Later Calicut officials temporarily detained Gama's Portuguese agents as security for payment. This, however, annoyed Gama, who carried a few natives and sixteen fishermen with him by force. Nevertheless, Gama's expedition was successful beyond all reasonable expectation, bringing in cargo that was sixty times the cost of the expedition.
Battle of Diu (1509)
Battle of Diu
The Battle of Diu was fought on 3 February 1509 in the Arabian Sea, near the port of Diu, India, between the Portuguese Empire and a joint fleet of the Sultan of Gujarat, the Mamlûk Burji Sultanate of Egypt, the Zamorin of Kozhikode with support of Ottomans, the Republic of Venice and the Republic of Ragusa.

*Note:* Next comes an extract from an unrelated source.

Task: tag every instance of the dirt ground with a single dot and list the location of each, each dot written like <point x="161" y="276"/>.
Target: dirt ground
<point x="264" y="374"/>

The Portuguese victory was critical: Mamluks and Arabs retreated, easing the Portuguese strategy of controlling the Indian Ocean to route trade down the Cape of Good Hope, circumventing the traditional spice route controlled by the Arabs and the Venetians through the Red Sea and Persian Gulf. After the battle, Portugal rapidly captured key ports in the Indian Ocean like Goa, Ceylon, Malacca and Ormuz, crippling the Mamluk Sultanate of Egypt and the Gujarat Sultanate, greatly assisting the growth of the Portuguese Empire and setting its trade dominance for almost a century, until it was taken during the Dutch-Portuguese Wars and the Battle of Swally won by the British East India Company in 1612. It marks the beginning of the European colonialism in Asia. It also marks the spillover of the Christian-Islamic power struggle, in and around the Mediterranean Sea and the Middle East, into the Indian Ocean which was the most important region for international trade at the time.
Within 50 years of Vasco Da Gama's arrival the Portuguese had occupied some sixty miles of coast around Goa, with territories stretching up to thirty miles inland. Northwards from Mumbai to Damao, the key, with Diu across the gulf, to the approaches to rich gujrat, they occupied a still larger though narrower tract with four important ports and several hundred towns and villages. Southwards they held a long loosely linked chain of seaport fortresses and trading posts like Onor, Barcelor, Mangalore, Cannanor, Cranganor, Cochin, and Quilon. But though their power in Malabar was more fragmented, it was sufficient, when supplemented by judicious subsidies, to ensure influence or control over the local rulers who were masters of the pepper, ginger and cinnamon lands. Even on the East coast at Nagapatam and San Thome further military posts and settlements were created, while, as the sixteenth century drew to a close, a wealthy settlement grew up at Hoogli in West Bengal and direct Portuguese rule was established over the lowlands of Ceylon.
Church in Goa
During the rule of Portuguese India the cultural heritage of India improved in the field of music, dance and some other forms of art. The missionaries and the Church were also teachers and patrons in India of the arts of the painter, carver and sculptor. As in music, moreover, they were interpreters, not narrowly of Portuguese, but of European art to India. The Portuguese brought their religion with them and though they were not tolerant to the Muslim religion, they were tolerant to the Hindu religion. But with time, the tolerance faded and this is reflected by the fact that several Hindu temples were destroyed. During the 17th century, as a result of numerous military losing to the Dutch and the British, the commercial port of Goa went worse. Later, the spice trade came under the control of Dutch and Goa was superseded by Brazil as the economic center of overseas empire of Portugal. After two naval assaults, in 1683 Goa was invaded by the Maratha power.